Kürzlich wurde ein Pamphlet in alle Haushaltungen der Stadt Singen in Deutschland verteilt: "Wie bekomme ich einen Schweizer Pass?" Der Einzahlungsschein ist dabei, in Euro usw. Das Handling ist da; es wird gesagt, wie man vorgehen muss. Im Kreis 7 der Stadt Zürich wurde ein anderes Pamphlet in die Briefkästen verteilt. Es war nicht nur einsprachig, sondern sogar achtsprachig, von Türkisch bis Serbokroatisch. Ich sage Ihnen das nicht, weil ich jeglichen Erwerb des Schweizer Bürgerrechtes negativ beurteile - aber so geht es nicht. Ich glaube, wir müssen uns bewusst sein, dass wir keine Verschleuderung betreiben sollten.
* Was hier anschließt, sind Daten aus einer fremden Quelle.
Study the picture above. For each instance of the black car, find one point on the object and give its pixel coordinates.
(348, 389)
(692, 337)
Was will - das geht nun genau in diese Richtung - mein Antrag zu Artikel 28a? Wenn Sie von erleichterter Einbürgerung sprechen, ist das gut und recht. Aber wenn man von erleichterter Einbürgerung der zweiten Generation spricht und sagt: "Ja, da muss einer ein paar Jahre in der Schweiz und noch ein paar Jahre in der Schule gewesen sein", dann genügt das nicht.
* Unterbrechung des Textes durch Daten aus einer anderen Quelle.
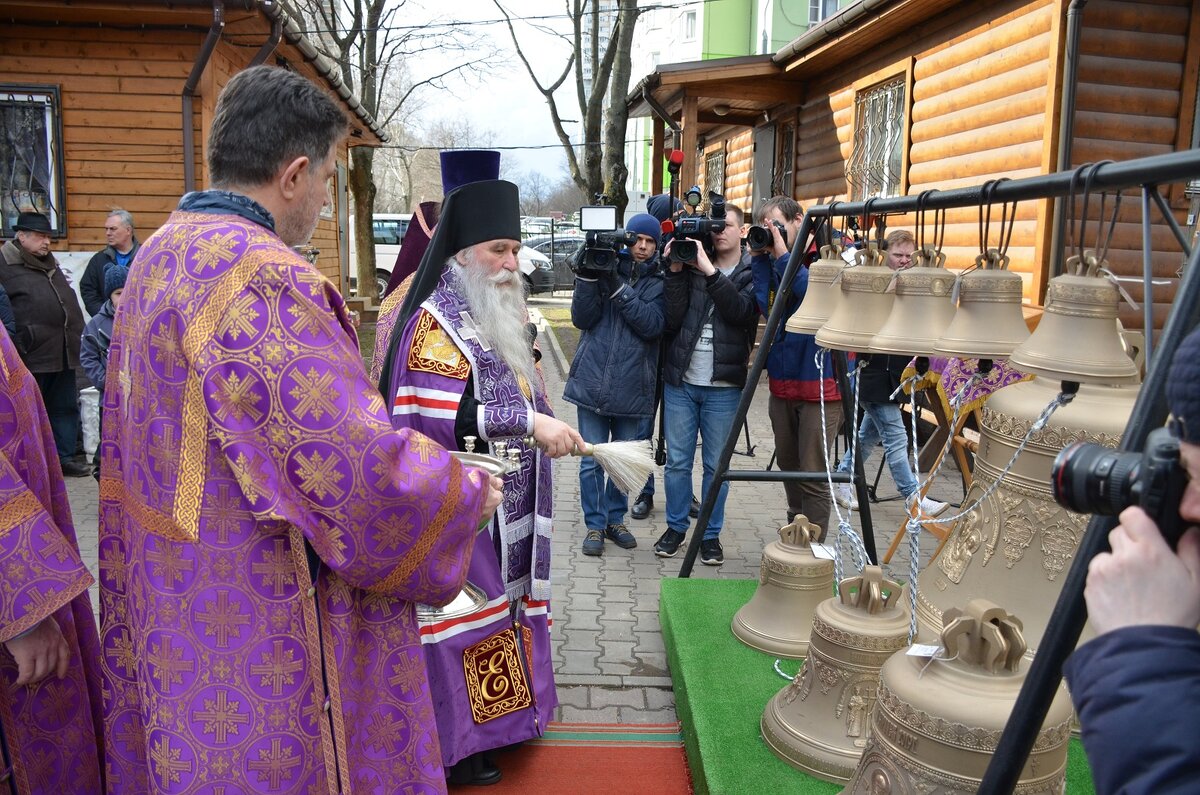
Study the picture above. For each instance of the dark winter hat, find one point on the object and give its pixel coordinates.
(33, 222)
(645, 223)
(462, 166)
(114, 279)
(1183, 388)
Wenn Sie Normalbürger, nicht Parlamentarier, auf der Strasse fragen, was für sie "die zweite Generation" sei, dann wird Ihnen die grosse Mehrzahl sagen, das sei ein Ausländer, der in der Schweiz geboren und aufgewachsen sei. Das ist zweite Generation. Das ist die Definition des Normalbürgers, des Volkes, wie ich sie immer wieder höre. Was wir hier daraus machen, das geht nicht. Das ist eine Verwässerung dieser Kriterien. Das wird schwere Folgen haben, die ich nicht in Kauf nehmen möchte.
Ich bitte Sie darum, meinem Antrag zuzustimmen. Entscheiden Sie verantwortungsbewusst, entscheiden Sie im Sinne dieses Antrages, wonach es heisst "in der Schweiz geboren und aufgewachsen".